Il mio sguardo impietoso su di loro vuole sì cogliere la fragilità di certi rapporti, ma soprattutto le incongruenze e le ambiguità dei nessi che li tengono uniti.
Il tutto è raccontato in maniera ellittica, frammentaria, allusiva. La narrazione procede per accumulo di strati, come in un graduale processo di saturazione ; spia i personaggi, ne coglie ora i gesti, ora le parole, senza mai definirli a tutto tondo. A spiazzare, tuttavia, volevo fosse il paesaggio e gli animali, o comunque ciò che segna i limiti dell’umano. Il film è popolato di un bestiario domestico particolare, in cui l’accezione “domestica” va intesa - freudianamente - come perturbante, sinistra.

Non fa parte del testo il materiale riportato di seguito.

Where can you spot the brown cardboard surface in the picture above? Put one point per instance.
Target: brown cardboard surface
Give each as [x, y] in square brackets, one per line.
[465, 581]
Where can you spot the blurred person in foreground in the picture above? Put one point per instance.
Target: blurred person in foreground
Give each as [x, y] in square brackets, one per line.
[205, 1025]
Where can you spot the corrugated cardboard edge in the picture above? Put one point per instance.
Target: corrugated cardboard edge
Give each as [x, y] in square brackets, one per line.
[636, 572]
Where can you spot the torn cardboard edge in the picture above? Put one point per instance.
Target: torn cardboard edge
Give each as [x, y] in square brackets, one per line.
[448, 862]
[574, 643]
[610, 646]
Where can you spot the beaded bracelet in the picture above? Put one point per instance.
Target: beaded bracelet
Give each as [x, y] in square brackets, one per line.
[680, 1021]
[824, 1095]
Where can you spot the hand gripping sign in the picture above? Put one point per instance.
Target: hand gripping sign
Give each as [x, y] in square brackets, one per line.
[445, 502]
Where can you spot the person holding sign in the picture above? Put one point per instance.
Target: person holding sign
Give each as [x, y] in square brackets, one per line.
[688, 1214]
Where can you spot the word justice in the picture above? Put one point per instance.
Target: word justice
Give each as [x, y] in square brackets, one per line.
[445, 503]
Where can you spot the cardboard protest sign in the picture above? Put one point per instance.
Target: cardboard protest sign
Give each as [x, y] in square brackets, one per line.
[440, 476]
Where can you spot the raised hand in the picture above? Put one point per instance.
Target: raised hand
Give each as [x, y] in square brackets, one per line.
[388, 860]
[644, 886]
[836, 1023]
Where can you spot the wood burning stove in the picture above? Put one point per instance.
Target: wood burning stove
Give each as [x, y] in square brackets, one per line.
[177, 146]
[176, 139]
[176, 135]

Tutti i giorni, nel corso delle varie fasi di lavorazione, era come se la materia del film mi respingesse e mi attraesse contemporaneamente. Alla fine quel che ne è venuto fuori è un film emotivo e implacabile, per nulla indulgente, che cerca di penetrare in alcune cose della realtà che sono profondamente mie, ma che forse non riguardano solo me.